Participants: This could be a service SWAT team. It could be a general awareness to an entire department on how to turn work into service that is appreciated.
Materials: None
Time: 30 to 45 minutes
Procedure:
- Use the WOW pointers below as an overlay tool for designing WOW service into every deed or interaction for your customer.
- Identify which could make a difference to your customer and your service delivery.
- Adopt it, Standardize it, Personalize it and Expect it from your deliver system.
WOW Pointers
- Ask them, instead of assuming, what they would want?
- Think of the least expensive, most thoughtful thing you could do for them.
- Send a patient a “Thinking of You” card, with an appropriate note signed by the entire care team (placed in the patient chart for signature).
- If customer experience is long term, pick up on something tangential they said they were concerned about, then later inquire how things are going about it.
- Look for inexpensive amenities that are sweet, cute, and memorable.
- Write the customer a note of encouragement, phrase or sentence; sign it, then leave it in a place that will be picked up and noticed by them.

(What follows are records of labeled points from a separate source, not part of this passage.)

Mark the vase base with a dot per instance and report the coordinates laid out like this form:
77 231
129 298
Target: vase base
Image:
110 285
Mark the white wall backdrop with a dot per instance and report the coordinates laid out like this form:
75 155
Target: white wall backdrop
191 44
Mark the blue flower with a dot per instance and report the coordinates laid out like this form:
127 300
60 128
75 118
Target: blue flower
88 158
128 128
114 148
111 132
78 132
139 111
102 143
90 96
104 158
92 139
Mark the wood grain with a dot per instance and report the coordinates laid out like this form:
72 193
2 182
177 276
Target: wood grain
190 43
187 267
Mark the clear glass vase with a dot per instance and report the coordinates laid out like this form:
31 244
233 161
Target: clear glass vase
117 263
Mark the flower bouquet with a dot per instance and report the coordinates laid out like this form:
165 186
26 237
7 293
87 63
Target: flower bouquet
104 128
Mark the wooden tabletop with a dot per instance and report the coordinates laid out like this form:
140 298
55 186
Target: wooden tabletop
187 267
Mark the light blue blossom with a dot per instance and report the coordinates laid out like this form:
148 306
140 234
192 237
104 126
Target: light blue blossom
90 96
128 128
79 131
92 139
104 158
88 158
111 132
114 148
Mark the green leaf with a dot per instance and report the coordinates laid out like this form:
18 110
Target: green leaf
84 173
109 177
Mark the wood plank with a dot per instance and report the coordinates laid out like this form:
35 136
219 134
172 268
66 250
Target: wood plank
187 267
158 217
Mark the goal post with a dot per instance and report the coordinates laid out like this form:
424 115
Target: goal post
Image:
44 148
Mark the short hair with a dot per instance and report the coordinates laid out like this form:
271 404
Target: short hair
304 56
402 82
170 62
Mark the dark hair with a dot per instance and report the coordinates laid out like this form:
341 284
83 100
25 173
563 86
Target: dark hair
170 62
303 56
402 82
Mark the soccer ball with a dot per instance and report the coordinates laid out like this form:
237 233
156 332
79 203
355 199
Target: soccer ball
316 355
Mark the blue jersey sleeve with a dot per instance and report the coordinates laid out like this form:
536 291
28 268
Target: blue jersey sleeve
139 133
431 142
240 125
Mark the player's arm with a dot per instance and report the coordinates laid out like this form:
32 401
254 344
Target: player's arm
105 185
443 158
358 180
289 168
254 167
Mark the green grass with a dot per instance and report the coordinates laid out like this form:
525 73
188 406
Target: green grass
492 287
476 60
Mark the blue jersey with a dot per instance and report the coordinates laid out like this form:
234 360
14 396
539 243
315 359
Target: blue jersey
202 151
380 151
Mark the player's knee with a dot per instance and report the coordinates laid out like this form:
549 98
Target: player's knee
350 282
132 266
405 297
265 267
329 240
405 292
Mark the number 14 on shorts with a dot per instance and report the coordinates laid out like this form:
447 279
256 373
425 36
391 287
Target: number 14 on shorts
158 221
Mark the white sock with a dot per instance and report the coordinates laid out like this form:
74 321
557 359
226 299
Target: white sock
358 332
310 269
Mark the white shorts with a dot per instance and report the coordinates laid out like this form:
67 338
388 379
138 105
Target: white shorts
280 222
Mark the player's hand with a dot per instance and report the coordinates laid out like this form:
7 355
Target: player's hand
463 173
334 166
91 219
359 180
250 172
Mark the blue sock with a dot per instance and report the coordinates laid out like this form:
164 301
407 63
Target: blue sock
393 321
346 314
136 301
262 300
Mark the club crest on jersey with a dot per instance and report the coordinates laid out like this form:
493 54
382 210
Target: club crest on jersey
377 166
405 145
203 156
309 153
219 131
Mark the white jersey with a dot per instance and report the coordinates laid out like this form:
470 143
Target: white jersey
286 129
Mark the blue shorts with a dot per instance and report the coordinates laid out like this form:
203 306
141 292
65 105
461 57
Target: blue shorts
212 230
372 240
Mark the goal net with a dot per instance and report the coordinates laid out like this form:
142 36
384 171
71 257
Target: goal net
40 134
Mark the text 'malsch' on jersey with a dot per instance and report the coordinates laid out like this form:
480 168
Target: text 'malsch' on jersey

- Throw a smile in their direction: look strongly into their face, cock your head, smile a BIG smile, and hold it there UNTIL they return the smile back. (I have a 90% hit rate which lifts me up and may lift them up).
- Demonstrate attention to detail: both in the quality and friendliness of service.
- Quickly understand the customer’s need. On an obstetrics floor, if a mom had lost her baby in childbirth, a subtle laminated picture of a ‘tear drop’ was placed on the door. The meaning of this was known by all, so they could reshape their interaction from a congratulatory to a nurturing mode. Any caregiver entering the door had a sense of the pain the patient might be experiencing.
- Offer options. Give more control back to the customer over their experience. Pretend you are Burger King: Have it your way.
- Don’t give the customer what the customer wants; give the customer what will make them successful.
- Answer questions before they are asked. Consider every question asked as a candidate for building the answer intuitively into their environment. In every way, how can you turn them from helpless to self-sustaining.
- Clean. New looking. Fresh. People equate their environment to the service they are given.
- At points where there are unavoidable delays, keep the customer surprised with progress follow-up that they have not been forgotten along something to absorb their time during the wait.
- Keep clutter to a minimum. Fine hotels would never tape a notice or schedule in view of their customer.
- Warmly welcome the customer. Make it like home. Clearly shift the center of attention from you to them.
- Give the customer what they are not expecting. In a clinic, if it is your birthday and you sit down at a blood draw station, one of the blood collectors dawns a ribbon sash, comes out, sings happy birthday, then give you a gift.
- Add humor where appropriate. “Our flight today allows each of you to have a row to yourselves, however we would like to encourage you to all move to a window seat so our competitors will think we have a full cabin”.
- Expressing appreciation for choosing your organization. Gratefulness is easy to express and be felt when it comes from the heart.
- Allow their time in the customer experience to be totally theirs. If you have to move one, apologize for not being able to spend more time.
- Provide a LifeLine communication means for questions and concerns when they walk away and reflect. Hand them your business card.
- Help the customer have the resources they need for successful a encounter. One hospital had a little note pad and pencil in each room to take notes while the doctor spoke. And the pencil had the hospital’s name on it.
- Make their experience so good they would be willing to pay extra to come back and just have you as their server.